France, Au Chateau: It – s so plain any holidaymaker can do it

France, Au Chateau: It’s so plain any holidaymaker can do it

February sixteen 2015 Two:30 AM

The last time we stayed in this area, it was in the very popular and family-friendly coastal resort of La Palmyre. The only trouble with it was that it was too difficult to leave and we ended up missing out on some of the other glances of the area, such was the lure of campsite life by the beach and the atmospheric sand-dusted upbeat streets at night.

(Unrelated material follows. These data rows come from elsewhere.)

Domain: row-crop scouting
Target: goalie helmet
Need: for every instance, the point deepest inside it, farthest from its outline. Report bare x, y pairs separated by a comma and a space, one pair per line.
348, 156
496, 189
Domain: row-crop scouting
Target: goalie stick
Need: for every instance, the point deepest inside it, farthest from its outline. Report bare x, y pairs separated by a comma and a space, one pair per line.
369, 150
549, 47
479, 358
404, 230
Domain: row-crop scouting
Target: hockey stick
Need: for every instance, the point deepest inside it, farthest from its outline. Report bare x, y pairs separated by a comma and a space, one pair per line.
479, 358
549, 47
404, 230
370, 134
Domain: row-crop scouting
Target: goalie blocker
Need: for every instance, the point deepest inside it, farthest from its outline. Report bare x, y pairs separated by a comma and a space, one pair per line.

But with our children growing into teenagers, we dreamed to broaden our scope a little. This time, we stayed about 10km in from the coast in a countryside campsite called Séquoia Parc – run by Les Castels. They have a superior range of campsites that are frequently built around old country chateaux and/or castles. The long drive into the site was certainly promising. It felt more like coming in one’s stately home than one’s caravan.

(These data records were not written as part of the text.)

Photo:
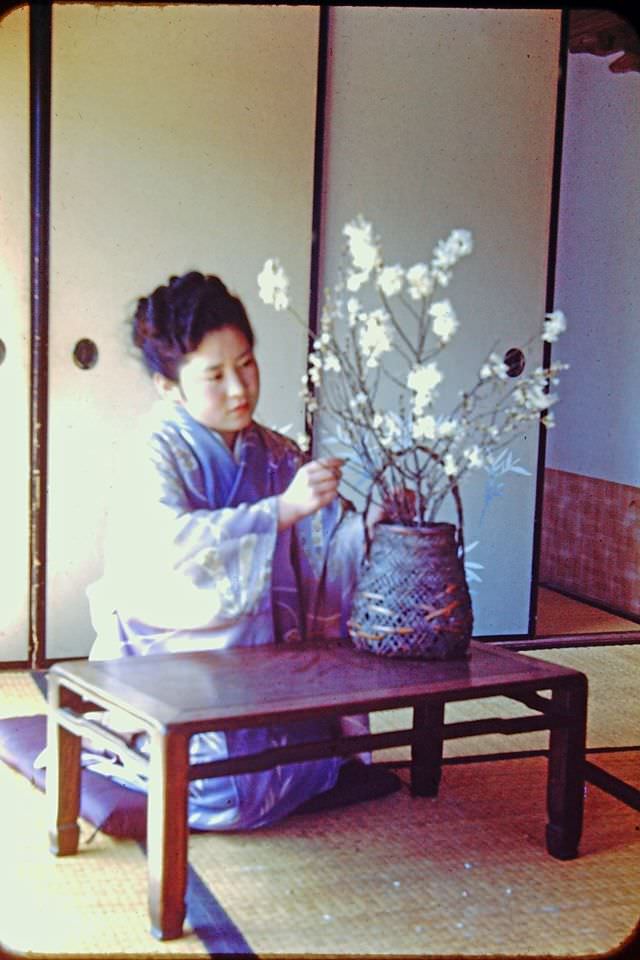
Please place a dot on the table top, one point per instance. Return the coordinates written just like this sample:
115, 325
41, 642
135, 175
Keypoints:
251, 686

It’s a big place, with superb children’s facilities, slightly expensive restaurants and a large open central terrace area where evening shows and bar/restaurant seating spills out for the entertainment of guests of all ages (who seemed to be mostly Dutch and Irish with a few British and French thrown in for background atmosphere).

Our mobile home was convenient and well-equipped on a quiet "street" total of flowering trees and with lots of comfy "elbow room" around us.

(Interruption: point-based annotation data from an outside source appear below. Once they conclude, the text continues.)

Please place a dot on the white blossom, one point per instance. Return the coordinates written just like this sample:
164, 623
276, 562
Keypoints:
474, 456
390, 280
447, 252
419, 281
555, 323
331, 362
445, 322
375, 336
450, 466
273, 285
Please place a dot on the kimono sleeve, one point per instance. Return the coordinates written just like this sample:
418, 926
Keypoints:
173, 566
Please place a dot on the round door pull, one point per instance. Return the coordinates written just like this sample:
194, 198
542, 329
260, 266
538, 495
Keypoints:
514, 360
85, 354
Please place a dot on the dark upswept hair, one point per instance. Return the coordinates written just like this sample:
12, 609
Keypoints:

The pool area at Sequoia Parc has something for everyone

We set forward to Oleron Island (France’s largest offshore island after Corsica) on the third day of our stay, having become scrupulously familiar with the campsite layout and the various routes to the nearest beaches.

In the morning we left the children by the pool elaborate and went for the more adult-oriented delights that Oleron offers- namely wine production.

Vineyards on Oleron are not the kind you see in movies: they’re not delightful old mansions set upon an ancient hillock at the end of a dusty track. Winemakers on Oleron are down-to-earth farmers who produce inexpensive and very drinkable wines that taste of the sea and the sun.

The vineyard we were visiting was such a place. Upon arrival, it looks like a modern farmer’s bungalow in the countryside with a shop linked and what looked like a milking parlour across the road. The "milking parlour" turned out to be where the wine was maturing in oak barrels and the shop was where winegrower Pascal Favre sells almost all of his produce over the counter.

His is the only organic vineyard on the island and at ten in the morning on an ordinary working day in early June, a queue was already forming outside his door.

I had never tasted organic wine before and I was to find out that there’s an immense difference in terms of smoothness in drinking it and the finish absence of fuzziness in the brain afterwards. We bought a box of crimson and a box of white, as well as some Pineau de Charentes – a local desert wine made from a blend of grape juice and brandy.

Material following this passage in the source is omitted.